O'Reilly logo
live online training icon Live Online training

Security for machine learning

Protecting your data and models from harm

Katharine Jarmul

As we deploy more models into live settings and train our models online, there's a growing need to secure our data preparation code and the models they produce. Protecting our models against malicious input, poisoning attacks, and attempts to extract data is an essential part of deploying machine learning today.

Join expert Katharine Jarmul for a hands-on, in-depth exploration of security best practices for machine learning. You’ll get an introduction to important concepts for deploying and securing your machine learning models as well as practical tools to use to test robustness of your models. Along the way, Katharine walks you through approaches for securing models at the source, including obfuscation and anonymization strategies. Don't miss this chance to explore key topics, tools, and research related to security best practices for machine learning systems and learn how to implement them in your current workflows.

What you'll learn-and how you can apply it

By the end of this live online course, you’ll understand:

  • The vulnerabilities of current machine learning training and deployment practices
  • How to safeguard your models against attacks
  • Methods to increase data security and privacy in your ML system

And you’ll be able to:

  • Utilize open source Python or shell-based tools for testing model robustness
  • Determine how to integrate privacy and security into your data workflows
  • Evaluate potential data security issues in your current data extraction and management

This training course is for you because...

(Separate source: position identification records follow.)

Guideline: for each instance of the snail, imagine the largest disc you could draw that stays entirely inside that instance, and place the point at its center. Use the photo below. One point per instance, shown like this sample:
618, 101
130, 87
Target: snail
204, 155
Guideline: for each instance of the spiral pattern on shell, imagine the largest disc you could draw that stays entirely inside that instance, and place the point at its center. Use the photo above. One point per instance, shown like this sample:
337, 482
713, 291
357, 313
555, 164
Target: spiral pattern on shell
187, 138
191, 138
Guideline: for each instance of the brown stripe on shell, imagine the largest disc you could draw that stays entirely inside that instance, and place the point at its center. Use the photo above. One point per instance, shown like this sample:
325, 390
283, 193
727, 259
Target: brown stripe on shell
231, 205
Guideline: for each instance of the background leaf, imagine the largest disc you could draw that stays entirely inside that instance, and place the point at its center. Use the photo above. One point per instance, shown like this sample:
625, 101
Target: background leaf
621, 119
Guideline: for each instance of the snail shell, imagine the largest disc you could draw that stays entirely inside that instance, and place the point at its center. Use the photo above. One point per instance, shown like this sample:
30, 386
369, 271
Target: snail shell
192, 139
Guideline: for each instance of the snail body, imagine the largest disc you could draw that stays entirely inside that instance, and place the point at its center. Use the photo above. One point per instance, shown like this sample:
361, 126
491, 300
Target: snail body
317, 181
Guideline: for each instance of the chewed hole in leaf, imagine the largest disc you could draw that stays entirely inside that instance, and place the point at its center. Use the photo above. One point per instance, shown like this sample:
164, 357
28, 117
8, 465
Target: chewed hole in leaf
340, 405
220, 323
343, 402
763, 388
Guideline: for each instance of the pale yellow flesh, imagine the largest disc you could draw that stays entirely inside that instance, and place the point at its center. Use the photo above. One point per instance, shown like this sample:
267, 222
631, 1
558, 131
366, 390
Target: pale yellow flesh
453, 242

  • You’re a data scientist or data engineer with at least one year of experience, and you need to secure your machine learning models and deployments and create a more privacy-aware approach for your data science workflows.

Prerequisites

  • An intermediate knowledge of Python
  • Experience working on machine learning tools in Python

Recommended follow-up:

About your instructor

  • Katharine Jarmul is a data analyst based in Berlin, Germany. She has worked with Python wrangling data since 2008 for both small and large companies. Automated data workflows, Natural Language Processing and data tests are her passions. She is co-author of Data Wrangling with Python and has authored several O'Reilly video courses focused on data analysis with Python

Schedule

The timeframes are only estimates and may vary according to how the class is progressing

Machine learning and security (10 minutes)

  • Lecture: Real-world machine learning security problems; how increased machine learning use has affected security best practices
  • Hands-on exercise: Discuss current practices you follow for securing your data science pipelines and models

Adversarial ML: Deep learning (30 minutes)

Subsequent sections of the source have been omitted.